As you can see, most of the test is telling Hypothesis how to generate JSON data ;-)

Stateful mode

As a matter of fact, we don't use much the stateless mode in Parsec (that's why last paragraph ended up with an example from Pypy 😉). The real killer feature for us is the stateful mode: the idea here is to describe a testing state machine.

As we said earlier, the main goal of Parsec is to expose a virtual filesystem that will sync its data with a remote server. To achieve that we have multiple components working closely together (local storage with encryption, client/server communication, sync on remote changes, sync on local changes, virtual FS mountpoint etc.). As we discovered, most of the bugs come from interactions between components so unit tests don't help much and we focused on integration testing. However finding good testcases on components interactions is a tedious task that grows exponentially in complexity with the number of involved components :'(

As you guessed, Hypothesis's stateful mode is here to solve the trouble: this time, instead of asking Hypothesis to run a single test function with its generated data, we make it run an entire statemachine !

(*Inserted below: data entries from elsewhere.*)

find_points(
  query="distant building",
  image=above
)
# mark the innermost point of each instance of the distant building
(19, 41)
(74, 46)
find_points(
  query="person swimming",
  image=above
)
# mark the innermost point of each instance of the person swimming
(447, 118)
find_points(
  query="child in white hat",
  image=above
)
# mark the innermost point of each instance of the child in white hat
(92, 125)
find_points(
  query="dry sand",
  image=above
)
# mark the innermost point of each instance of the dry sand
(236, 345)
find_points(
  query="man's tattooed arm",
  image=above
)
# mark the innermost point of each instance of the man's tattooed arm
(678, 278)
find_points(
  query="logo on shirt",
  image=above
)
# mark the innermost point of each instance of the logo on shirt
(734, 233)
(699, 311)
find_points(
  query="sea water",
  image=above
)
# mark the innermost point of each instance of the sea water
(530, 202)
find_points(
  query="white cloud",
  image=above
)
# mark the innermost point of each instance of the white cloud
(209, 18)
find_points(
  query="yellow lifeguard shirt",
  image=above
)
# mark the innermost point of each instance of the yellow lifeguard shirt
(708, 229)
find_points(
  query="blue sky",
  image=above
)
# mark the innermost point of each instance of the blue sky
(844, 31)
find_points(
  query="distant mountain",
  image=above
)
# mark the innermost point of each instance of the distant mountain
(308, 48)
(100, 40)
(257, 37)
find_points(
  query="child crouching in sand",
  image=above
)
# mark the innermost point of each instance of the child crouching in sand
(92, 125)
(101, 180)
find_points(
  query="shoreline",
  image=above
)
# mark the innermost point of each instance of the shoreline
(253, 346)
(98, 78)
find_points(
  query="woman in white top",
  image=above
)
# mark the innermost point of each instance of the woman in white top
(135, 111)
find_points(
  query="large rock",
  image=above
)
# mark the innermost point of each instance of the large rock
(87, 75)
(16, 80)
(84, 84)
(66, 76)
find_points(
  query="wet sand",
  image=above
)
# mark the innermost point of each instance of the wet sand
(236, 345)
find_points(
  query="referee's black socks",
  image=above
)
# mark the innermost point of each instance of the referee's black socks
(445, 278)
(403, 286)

Here is a typical example of what we use it for:

BLOCK_SIZE = 16
PLAYGROUND_SIZE = BLOCK_SIZE * 1

class FSOfflineRestartAndRWFile(...):
    @initialize()  # Hypothesis always calls this first
    async def init(self):
        ...
        # Hypothesis will run multiple test cases, each time starting by calling this function
        # hence we must start by reseting any internal state
        await self.reset_all()
        ...
        # We create a new file that will get all the write/read/truncates
        await self.workspace.touch("/foo.txt")
        # We create a reference file to compare the behavior
        self.file_oracle = FileOracle()

    # During a test case, Hypothesis will choose multiple rules to call

    @rule()
    async def restart(self):
        # Simulate the fact we close the application and restart it later
        await self.restart_user_fs(self.device)
        self.workspace = self.user_fs.get_workspace(self.wid)

    @rule(
        size=st.integers(min_value=0, max_value=PLAYGROUND_SIZE),
        offset=st.integers(min_value=0, max_value=PLAYGROUND_SIZE),
    )
    async def atomic_read(self, size, offset):
        async with await self.workspace.open_file("/foo.txt", "rb") as f:
            await f.seek(offset)
            content = await f.read(size)
        expected_content = self.file_oracle.read(size, offset)
        assert content == expected_content

    @rule(
        offset=st.integers(min_value=0, max_value=PLAYGROUND_SIZE),
        content=st.binary(max_size=PLAYGROUND_SIZE),
    )
    async def atomic_write(self, offset, content):
        async with await self.workspace.open_file("/foo.txt", "rb+") as f:
            await f.seek(offset)
            await f.write(content)
        self.file_oracle.write(offset, content)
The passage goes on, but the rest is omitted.